Any ideas as to why I'm getting this error for this column? I also get it for my date collected column, which I'm meaning to convert to not be categorical, so that isn't quite as important.
Is there a way to accomplish this without exporting the data and then parsing it? I couldn't find a way to pull it directly from the artifact in the API.

(Also, I apologize if my code is a little clunky, I'm still somewhat new to python, and I haven't had a chance to clean this code up yet.)

Thanks!

thermokarst · August 28, 2020, 7:35pm

Hey there @sterrettJD!

Because there is a forward-slash (/) in the column name - it is being interpreted in this script as a directory. Are you able to change the name of the column? If so, removing the slash will get you moving most quickly here. If not, let us know and we can lend a hand with tweaking the script with you.

sterrettJD · August 28, 2020, 10:41pm

Thanks @thermokarst!! I replaced any "/" s in the the metadata contents, and that fixed it! I had been thinking that I just didn't understand what was going on with the temporary files, and I didn't realize it was being picked up as a new directory. I really appreciate the help!

Also, am I reinventing the wheel with this? Is there any way to grab the stats results without exporting and parsing? I tried to find some resources to further describe the attributes and methods for using the API, but I couldn't find any documentation other than the the examples under the tutorials and tkosciol's jupyter notebook. The docstrings in jupyter notebook were very helpful, but otherwise I wasn't sure where to look.

thermokarst · August 28, 2020, 10:50pm

Glad to hear it!

Not really - there isn't a programmatic way to interrogate this viz. Keep us posted!

sterrettJD · August 29, 2020, 4:41am

Will do! Would this be something worth contributing to the plugin? I've been keeping my eye out for a good first project, but I haven't seen many issues tagged as beginner/good first issue lately. I'd really like to learn more about the framework and how to contribute, as I'm trying to shift my career trajectory more toward development.
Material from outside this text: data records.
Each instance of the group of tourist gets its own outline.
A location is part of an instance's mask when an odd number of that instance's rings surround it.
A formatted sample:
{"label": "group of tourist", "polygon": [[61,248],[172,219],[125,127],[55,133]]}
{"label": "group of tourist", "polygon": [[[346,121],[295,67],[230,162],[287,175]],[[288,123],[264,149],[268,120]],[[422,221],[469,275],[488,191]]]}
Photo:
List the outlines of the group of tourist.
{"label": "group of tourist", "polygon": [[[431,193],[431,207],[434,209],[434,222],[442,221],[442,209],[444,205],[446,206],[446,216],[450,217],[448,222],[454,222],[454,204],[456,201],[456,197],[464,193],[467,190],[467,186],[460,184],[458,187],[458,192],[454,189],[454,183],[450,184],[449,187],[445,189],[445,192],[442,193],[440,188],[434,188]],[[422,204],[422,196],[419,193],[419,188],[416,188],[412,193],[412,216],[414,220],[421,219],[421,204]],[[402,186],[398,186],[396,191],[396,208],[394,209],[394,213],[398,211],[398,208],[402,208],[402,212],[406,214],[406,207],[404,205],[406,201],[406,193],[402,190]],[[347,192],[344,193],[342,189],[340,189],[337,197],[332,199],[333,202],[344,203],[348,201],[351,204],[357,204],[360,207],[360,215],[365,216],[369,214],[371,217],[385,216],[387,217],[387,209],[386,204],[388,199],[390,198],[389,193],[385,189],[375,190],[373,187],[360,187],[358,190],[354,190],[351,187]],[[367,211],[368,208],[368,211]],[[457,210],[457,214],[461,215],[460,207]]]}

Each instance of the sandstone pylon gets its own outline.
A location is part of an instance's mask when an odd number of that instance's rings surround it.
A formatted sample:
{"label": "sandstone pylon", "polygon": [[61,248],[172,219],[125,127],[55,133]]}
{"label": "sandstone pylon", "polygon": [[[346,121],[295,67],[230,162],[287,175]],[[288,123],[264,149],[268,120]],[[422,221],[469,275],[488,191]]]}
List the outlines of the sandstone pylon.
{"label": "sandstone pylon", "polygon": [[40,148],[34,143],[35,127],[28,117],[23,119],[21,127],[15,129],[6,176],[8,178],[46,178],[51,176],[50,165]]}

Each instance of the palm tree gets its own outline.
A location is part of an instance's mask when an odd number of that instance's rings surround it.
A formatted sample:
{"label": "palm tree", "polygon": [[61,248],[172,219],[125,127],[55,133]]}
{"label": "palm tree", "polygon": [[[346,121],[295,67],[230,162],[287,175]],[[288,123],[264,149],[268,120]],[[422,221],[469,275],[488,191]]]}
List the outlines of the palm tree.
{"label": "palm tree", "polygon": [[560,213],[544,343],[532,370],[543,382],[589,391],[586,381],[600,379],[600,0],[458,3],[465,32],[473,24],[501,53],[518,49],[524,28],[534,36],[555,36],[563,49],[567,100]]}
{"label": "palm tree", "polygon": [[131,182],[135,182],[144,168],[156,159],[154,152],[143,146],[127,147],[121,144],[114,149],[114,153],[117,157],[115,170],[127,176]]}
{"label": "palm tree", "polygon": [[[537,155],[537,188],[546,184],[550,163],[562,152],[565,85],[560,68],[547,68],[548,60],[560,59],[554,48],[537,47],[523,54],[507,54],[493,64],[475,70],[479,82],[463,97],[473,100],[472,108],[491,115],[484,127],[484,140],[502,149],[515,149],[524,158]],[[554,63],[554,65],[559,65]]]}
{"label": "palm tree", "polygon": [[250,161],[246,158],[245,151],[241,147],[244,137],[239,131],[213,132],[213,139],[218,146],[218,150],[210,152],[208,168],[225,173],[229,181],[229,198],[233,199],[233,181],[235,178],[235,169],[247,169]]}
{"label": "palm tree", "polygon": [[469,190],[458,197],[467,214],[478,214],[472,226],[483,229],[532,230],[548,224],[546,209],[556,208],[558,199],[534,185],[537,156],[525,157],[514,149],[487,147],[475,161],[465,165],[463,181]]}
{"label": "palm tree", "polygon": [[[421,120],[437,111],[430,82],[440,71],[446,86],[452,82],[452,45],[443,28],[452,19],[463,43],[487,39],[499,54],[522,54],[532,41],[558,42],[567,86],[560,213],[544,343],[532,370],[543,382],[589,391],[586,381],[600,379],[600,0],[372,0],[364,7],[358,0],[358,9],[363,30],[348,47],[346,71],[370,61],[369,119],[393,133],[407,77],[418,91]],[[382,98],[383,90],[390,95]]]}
I can see that it might not be entirely desirable to allow easy multiple hypothesis testing like that for beta diversity without false discovery rate correction, so I understand if there are concerns about statistical abuse with allowing people to test every column so easily. However, it can also be a pain to go through every column individually when your metadata contains >200 columns.

If it's best to have this discussion elsewhere, I'm happy to start a new topic or shoot you an email about it!

Thanks!

thermokarst · September 1, 2020, 2:46pm

Thanks @sterrettJD!

Let's start a new topic over in "Developer Discussion," that way we can identify the goals and discuss a plan! Can you take point on that?

Thanks! :qiime2:

system · October 2, 2020, 8:46pm

This topic was automatically closed 31 days after the last reply. New replies are no longer allowed.